We had our first visit to the Chick ICU (CHICU) this weekend.
It seems that one of our little chicks, Simon of the Appenzeller Spitzhauben Simon-and-Garfunkel pair got herself into a bit of trouble this weekend.
For those of you who can’t stand suspense, no she did not become anyone’s SUNDAY DINNER!
She had always been the littlest of our exotic chicks and from early on we noticed that her place of comfort was always tucked under the wing of one of the amazon Light Brahmas (Tom of Tom-and-Jerry). It was an endearing site and we all took a protective view of this the littlest of the littles.
But being little sometimes means you get shit upon.
This weekend when we moved the little guys out to join the older ones, we realized that Simon’s feathers were so covered in chicken poop that they resembled twigs more than feathers. She was lethargic and consistently chose not to join the others in their reindeer games. With cool weather on its way to New Hampshire, I wasn’t sure that this little one would be able to survive.
We had to do something but unlike Tiffany the chicken with the broken leg, I wasn’t ready to spend hundreds bringing a 3 dollar chicken to the vets. (and what local vet where takes on chickens as clients anyway?)
We tried washing the chicken with water. That didn’t work. She looked even more bedraggled and I’m not sure if chickens shiver but this one certainly appeared to be doing that.
I started prepping the kids about how some chickens die and its nature’s way to get rid of the runts before they are able to mate. Yada yada yada. You know all that stuff that adults say to kids to try to make them feel better about something that is going to be really bad.
Trevor, my nature boy wasn’t ready to give up so quickly. He picked up the little chick and started carrying her around in a little baby carrier made of towels and polar fleece.
When she had stopped shivering, he washed her in the sink using Dawn (the same stuff they use on birds caught in oil spills) and warm water. This bath was then followed up with more carrier holding.
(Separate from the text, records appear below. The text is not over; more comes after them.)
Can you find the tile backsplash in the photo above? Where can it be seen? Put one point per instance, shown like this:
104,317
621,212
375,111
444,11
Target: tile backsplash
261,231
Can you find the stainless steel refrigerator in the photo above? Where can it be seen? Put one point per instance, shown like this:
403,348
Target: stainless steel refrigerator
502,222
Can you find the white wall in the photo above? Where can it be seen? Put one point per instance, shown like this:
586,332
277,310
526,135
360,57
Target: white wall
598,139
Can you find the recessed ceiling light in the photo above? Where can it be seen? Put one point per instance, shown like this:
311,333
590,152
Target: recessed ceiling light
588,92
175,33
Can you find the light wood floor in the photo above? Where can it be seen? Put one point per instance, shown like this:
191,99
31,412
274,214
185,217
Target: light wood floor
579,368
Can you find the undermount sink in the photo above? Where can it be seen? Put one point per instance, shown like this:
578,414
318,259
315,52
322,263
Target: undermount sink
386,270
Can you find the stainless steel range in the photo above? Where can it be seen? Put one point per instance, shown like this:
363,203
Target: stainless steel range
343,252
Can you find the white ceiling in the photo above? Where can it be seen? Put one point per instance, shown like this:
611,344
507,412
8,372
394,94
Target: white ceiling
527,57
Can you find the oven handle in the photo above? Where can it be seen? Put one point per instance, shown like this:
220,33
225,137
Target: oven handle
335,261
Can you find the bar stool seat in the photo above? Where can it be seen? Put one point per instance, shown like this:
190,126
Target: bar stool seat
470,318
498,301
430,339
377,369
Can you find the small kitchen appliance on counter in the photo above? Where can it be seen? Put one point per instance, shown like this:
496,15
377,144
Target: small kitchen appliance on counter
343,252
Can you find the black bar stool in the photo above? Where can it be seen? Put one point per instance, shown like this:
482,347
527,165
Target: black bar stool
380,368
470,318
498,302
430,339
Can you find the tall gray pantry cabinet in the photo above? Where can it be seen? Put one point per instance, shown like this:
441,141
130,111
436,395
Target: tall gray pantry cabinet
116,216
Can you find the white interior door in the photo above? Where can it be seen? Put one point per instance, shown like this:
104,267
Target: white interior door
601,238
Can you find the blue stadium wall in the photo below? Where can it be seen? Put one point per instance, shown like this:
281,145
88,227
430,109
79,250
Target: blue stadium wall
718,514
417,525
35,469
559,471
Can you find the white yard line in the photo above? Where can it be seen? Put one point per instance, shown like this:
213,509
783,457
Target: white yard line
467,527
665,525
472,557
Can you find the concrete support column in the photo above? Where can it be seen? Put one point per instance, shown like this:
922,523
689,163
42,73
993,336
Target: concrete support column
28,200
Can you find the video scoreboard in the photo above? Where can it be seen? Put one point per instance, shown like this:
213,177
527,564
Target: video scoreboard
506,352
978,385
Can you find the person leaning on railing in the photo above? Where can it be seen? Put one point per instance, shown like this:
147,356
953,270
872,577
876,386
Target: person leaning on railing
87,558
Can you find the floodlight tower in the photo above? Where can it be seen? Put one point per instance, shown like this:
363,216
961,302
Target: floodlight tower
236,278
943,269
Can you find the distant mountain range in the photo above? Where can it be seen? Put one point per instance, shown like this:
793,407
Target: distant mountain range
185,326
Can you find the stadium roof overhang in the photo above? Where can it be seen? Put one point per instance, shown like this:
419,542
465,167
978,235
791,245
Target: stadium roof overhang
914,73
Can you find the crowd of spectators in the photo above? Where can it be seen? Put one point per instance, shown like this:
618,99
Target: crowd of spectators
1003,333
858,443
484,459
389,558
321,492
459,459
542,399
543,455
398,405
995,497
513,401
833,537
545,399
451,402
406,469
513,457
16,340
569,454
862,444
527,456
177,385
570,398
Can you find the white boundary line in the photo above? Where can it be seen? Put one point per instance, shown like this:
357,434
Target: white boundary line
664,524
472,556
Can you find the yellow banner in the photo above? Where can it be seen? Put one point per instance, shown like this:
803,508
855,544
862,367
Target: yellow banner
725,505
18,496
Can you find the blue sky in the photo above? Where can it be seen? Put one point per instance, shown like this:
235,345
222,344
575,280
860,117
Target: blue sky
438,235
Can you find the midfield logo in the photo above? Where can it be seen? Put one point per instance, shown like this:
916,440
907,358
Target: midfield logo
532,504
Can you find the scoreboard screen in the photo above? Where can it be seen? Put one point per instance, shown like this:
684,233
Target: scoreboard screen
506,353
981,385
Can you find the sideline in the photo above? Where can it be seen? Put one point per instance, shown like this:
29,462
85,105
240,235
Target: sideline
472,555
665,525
When it looked like Simon was comfortable, Trevor made up a “nest” of a towel (she pooped on it already mom, what did you expect me to use?) inside a cardboard box. In the box he put water and some food.
Simon slept for hours.
When it started to get dark I told the kids that the chick needed to go outside with the others for the night. We had done all we could and I was fully expecting to have a dead chick in the morning, I didn’t want to prolong this anymore than necessary. With a heavy heart we released her into the chicken pen.
But when we put her down, she rushed over to the other littles. She started chirping, eating, drinking and even started fluffing her feathers which had remarkably started to look like real honest-to-god feathers.
As of today, Simon is alive and well. She’s still the tiniest but sometimes, as we’ve found, the greatest strength can come from the smallest of places.